- Born: December 24, 1945 (age 80)
- Education: Stanford University, Brown University
- Known for: Studies of human perception, memory, legal applications of research in cognition, visual perception, relations between low-level visual and higher-order cognitive processing, and accuracy in recognition memory
- Spouses: ; Elizabeth Loftus ​ ​(m. 1968; div. 1991)​ ; Susan Loftus ​ ​(m. 1992; div. 2005)​ ; Willa Rose ​(m. 2008)​
- Scientific career
- Fields: Psychology
- Workplaces: University of Washington, Seattle
- Doctoral advisor: Richard C. Atkinson
- Other academic advisors: George Sperling

= Geoffrey Loftus =

American psychologist (born 1945)

Geoffrey Loftus (born December 24, 1945) is a Professor of Psychology at the University of Washington. He specializes in memory and attention, and his most recent research focuses on face perception and hindsight bias. Loftus received a B.A. in experimental psychology from Brown University in 1967 and a Ph.D. in experimental psychology from Stanford University in 1971, where his advisor was Richard C. Atkinson.
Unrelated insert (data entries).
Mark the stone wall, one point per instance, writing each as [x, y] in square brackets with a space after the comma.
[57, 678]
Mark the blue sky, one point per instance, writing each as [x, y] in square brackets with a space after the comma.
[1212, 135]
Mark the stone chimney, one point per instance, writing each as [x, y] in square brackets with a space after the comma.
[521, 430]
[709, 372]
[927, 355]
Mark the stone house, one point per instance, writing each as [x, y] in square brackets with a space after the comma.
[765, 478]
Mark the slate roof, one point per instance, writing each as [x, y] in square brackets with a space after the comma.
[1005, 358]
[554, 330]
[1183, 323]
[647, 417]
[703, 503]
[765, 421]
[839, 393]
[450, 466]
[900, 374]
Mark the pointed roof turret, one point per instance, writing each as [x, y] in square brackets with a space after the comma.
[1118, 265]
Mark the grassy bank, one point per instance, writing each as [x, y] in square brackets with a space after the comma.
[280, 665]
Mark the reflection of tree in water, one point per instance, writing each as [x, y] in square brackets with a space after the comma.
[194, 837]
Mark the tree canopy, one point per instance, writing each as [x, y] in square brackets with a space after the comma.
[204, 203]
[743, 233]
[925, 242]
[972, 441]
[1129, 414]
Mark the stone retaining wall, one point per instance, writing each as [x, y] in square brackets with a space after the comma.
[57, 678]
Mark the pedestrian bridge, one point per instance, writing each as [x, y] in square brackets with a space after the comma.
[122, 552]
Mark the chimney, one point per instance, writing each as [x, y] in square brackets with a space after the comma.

He subsequently completed a postdoctoral fellowship under the mentorship of George Sperling in 1972, and he joined the faculty of the University of Washington shortly thereafter, where he has remained since. He taught at the Massachusetts Institute of Technology during the 1995–1996 academic year. Geoff Loftus was married to fellow psychologist Elizabeth Loftus from 1968 to 1991. They are now divorced, but remain close colleagues. Geoff Loftus retired from full-time professorship in July, 2017, primarily to focus on his legal work. He still regularly testifies as an expert witness.

== Legal work ==
Increasingly, Loftus has been applying his scientific work to issues in human cognition that have arisen in legal cases. He has participated in one way or another in approximately 1,000 such cases. He has testified as an expert witness in perception, memory, statistics, and video-game behavior in approximately 495 civil and criminal cases. He has testified in superior courts in 13 U.S. states, United States federal courts in 11 different cities, a U.S. Court-martial at the U.S. Naval Air Station Sigonella in Italy, and Canadian court in Winnipeg, Manitoba. His work has been cited by the Innocence Project in several of their cases, most notably that of Darrell Edwards.

He has written articles on information loss in the human visual system associated with a witness's seeing someone from a specific distance (most relevant to the Innocence Project work) and visual hindsight bias.